10. A device according to claim 9, wherein said detecting means is arranged to detect a difference of levels of a high frequency component of a luminance signal in said image signal between the inside and outside of the detecting area.

11. A device according to claim 10, wherein said control means is arranged to change a size of the detecting area so that a difference of level of the high frequency component between the inside and the outside of the detecting area becomes maximum, in respect to the respective ones of said detecting areas.

12. A device according to claim 10, wherein said focus detecting means is arranged to adopt the detecting area where the difference of level of the high frequency component between the inside and outside becomes maximum among said plurality of detecting areas, as a focus detecting area.
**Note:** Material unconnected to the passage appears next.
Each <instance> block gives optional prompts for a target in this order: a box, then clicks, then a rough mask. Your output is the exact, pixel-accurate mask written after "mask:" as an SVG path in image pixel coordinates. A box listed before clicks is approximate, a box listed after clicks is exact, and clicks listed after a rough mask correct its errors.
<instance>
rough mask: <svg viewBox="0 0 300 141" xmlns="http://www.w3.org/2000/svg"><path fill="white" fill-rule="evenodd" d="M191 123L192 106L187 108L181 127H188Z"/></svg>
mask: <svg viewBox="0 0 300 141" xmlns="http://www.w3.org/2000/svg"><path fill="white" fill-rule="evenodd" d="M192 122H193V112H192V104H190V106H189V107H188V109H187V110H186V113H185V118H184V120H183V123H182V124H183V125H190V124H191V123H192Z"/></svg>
13. A video processing device, comprising:

(A) imaging means for producing and outputting an image signal;

(B) area setting means for shiftably setting a processing area in an image plane;

(C) detecting means for detecting a variation of an object image on the basis of a variation of a predetermined signal component in said image signal in a first period of time;

(D) control means for controlling said area setting means in accordance with an output of said detecting means and for changing a position and a size of said processing area on said image plane, following the change of the object image in a second period of, time longer than the first period; and

(E) processing means for performing a predetermined process on the image signal corresponding to the processing area in the first period.
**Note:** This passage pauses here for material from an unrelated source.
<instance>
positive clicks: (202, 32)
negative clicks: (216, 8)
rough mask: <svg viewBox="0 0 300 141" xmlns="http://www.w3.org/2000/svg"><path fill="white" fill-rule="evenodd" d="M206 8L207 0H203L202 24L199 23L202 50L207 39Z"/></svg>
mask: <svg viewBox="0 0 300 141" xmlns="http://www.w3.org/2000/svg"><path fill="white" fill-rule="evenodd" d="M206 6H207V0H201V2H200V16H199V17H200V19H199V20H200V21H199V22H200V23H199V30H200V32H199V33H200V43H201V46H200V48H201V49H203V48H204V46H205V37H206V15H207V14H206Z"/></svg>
14. A device according to claim 13,

wherein said processing means is focusing control means for detecting a focus state on the basis of the image signal corresponding to the inside of said processing area and for driving a focusing lens to an in-focus point.
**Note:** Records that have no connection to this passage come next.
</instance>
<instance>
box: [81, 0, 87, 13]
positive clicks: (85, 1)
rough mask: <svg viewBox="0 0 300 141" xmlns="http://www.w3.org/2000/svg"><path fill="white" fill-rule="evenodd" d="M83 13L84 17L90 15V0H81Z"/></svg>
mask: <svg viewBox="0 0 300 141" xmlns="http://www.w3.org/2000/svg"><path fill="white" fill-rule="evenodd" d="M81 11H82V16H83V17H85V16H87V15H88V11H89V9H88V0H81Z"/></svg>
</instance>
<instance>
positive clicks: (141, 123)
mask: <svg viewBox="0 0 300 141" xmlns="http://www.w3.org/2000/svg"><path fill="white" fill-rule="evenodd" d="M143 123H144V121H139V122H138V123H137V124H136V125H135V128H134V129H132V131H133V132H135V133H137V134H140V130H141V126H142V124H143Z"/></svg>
15. A device according to claim 14, wherein said area setting means is capable of setting a plurality of processing areas having different sizes.

16. A video processing method, comprising:

(A) area setting step for setting a plurality of work areas for measuring a position and/or size of an object image on a image plane;

(B) detecting step for detecting a variation of the object image on the basis of a variation of predetermined signal components in an image signal in respect of an inner and outer part of the respective ones of said plurality of work areas in a first period of time;

(C) control step for controlling a process of said area setting step in accordance with an output of said detecting step and for measuring the position and/or size of the object image by causing the positions and/or sizes of said plurality of work areas on said image plane to follow the variation of the object image, to independently change the work areas, respectively in the first period of time; and

(D) processing area setting step for setting in a second period of time longer than the first period of time a processing area at a position of the work area where the predetermined signal component becomes maximum among said plurality of work areas.

17. A method according to claim 16, further comprising correcting step for correcting the difference of levels of the predetermined signal component based on difference of sizes of said work areas.

18. A method according to claim 16, wherein said control step performs to shift said plurality of work areas so that a difference of luminance between the inside and the outside of each work area becomes maximum.

19. A method according to claim 16, wherein said processing area setting step adopts the work area where the difference of levels of the high frequency component between the inside and the outside of the area becomes maximum, as the processing area.